Tim Parks: Non saprei cosa sia la mia personale impronta. Parlando con diverse persone, o a pubblici diversi, o in diverse situazioni si parla in modo diverso. Scrivendo un romanzo dove un uomo affronta il suicidio del figlio e la fine di un matrimonio tormentato quanto passionale (Destino) usi uno stile diverso rispetto a quando scrivi un libro bonario sulle ferrovie italiane (Coincidenze). Rimane comunque, senza che io me ne preoccupi, un mio marchio personale di qualche tipo. Un po' di anni fa una studentessa francese, per la tesi, ha paragonato il mio romanzo Bontà, "un uomo alle prese con una figlia terribilmente handicappata", con il mio libro più scherzoso, Italiani, in cui raccontavo la storia dei miei vicini in un piccolo paese del Veneto. Sono due libri molto diversi, eppure questa studentessa ha trovato moltissime somiglianze e punti di contatto. Forse la cosa importante è affrontare ogni impresa nel modo che sembra appropriato, senza preoccuparsi di questioni di identità.

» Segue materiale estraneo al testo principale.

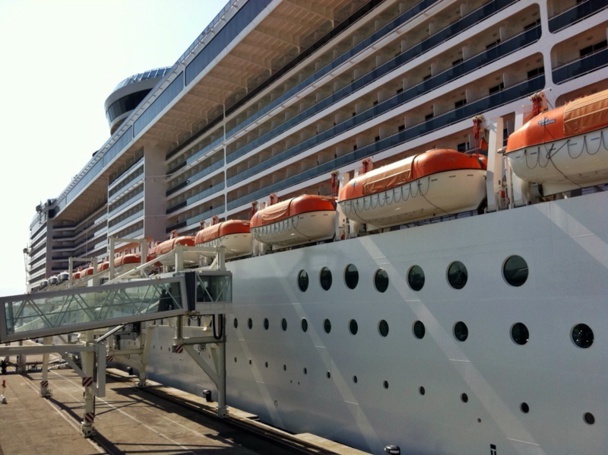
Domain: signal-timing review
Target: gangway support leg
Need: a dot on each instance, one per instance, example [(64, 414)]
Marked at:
[(45, 391), (88, 367)]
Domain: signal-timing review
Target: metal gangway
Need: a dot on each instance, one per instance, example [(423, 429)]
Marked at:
[(98, 312)]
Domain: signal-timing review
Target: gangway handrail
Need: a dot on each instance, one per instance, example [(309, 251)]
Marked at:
[(29, 316)]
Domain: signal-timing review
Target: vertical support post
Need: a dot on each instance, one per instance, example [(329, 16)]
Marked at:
[(21, 361), (222, 409), (45, 392), (88, 367), (112, 272)]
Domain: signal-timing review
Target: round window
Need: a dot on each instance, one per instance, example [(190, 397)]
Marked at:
[(351, 276), (461, 331), (415, 278), (457, 275), (582, 335), (381, 280), (303, 280), (325, 278)]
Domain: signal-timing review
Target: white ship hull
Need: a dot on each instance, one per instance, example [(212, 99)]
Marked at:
[(298, 229), (566, 164), (444, 193), (369, 390), (235, 244)]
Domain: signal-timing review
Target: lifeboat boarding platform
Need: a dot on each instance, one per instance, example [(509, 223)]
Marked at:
[(96, 313)]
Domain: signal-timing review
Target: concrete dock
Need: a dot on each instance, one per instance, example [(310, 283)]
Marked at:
[(127, 420)]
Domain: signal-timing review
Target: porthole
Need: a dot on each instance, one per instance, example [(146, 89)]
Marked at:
[(515, 270), (381, 280), (351, 276), (325, 278), (383, 328), (415, 278), (457, 275), (582, 335), (353, 326), (461, 331), (419, 330), (519, 333), (303, 280)]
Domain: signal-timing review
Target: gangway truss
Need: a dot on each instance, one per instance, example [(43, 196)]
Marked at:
[(42, 314)]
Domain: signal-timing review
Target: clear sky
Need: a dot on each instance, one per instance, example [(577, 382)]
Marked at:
[(60, 59)]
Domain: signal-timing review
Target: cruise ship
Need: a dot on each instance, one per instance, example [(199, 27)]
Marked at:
[(412, 198)]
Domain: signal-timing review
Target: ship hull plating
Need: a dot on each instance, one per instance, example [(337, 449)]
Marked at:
[(365, 374)]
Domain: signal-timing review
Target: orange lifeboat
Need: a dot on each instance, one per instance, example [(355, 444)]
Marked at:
[(437, 182), (234, 235), (564, 148), (189, 257), (298, 220)]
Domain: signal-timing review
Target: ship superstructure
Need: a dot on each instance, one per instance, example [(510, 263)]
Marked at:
[(458, 328)]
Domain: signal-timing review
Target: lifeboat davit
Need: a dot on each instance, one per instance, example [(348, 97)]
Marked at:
[(564, 148), (234, 235), (189, 257), (124, 263), (437, 182), (302, 219)]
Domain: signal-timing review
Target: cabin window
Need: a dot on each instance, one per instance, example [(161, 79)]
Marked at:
[(325, 278), (457, 275), (415, 278), (461, 331), (519, 333), (381, 280), (383, 328), (303, 280), (582, 335), (515, 270), (351, 276), (419, 330)]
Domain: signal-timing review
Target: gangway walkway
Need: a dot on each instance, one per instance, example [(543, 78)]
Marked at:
[(31, 316), (111, 306)]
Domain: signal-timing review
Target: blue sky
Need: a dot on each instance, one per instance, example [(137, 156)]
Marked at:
[(60, 60)]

Abel Wakaam: Per terminare questa piacevole conversazione, che consiglio daresti agli scrittori di Writer Officina?

Tim Parks: Quel periodo della gioventù in cui uno cerca la propria vocazione, cerca uno sbocco, una conferma, è insieme il periodo più entusiasmante, ma anche il più angoscioso della vita. Perché non puoi sapere quello che sarà. I consigli sono pericolosi, soprattutto se non sai a chi li stai dando; proporrei solo di non essere troppo ansiosi di arrivare subito alla pubblicazione e al successo. La vita è lunga. Arriverà il momento in cui i tuoi talenti troveranno il soggetto adatto. Io avevo scritto sette romanzi prima di pubblicarne uno. L’apprendistato è stato utile.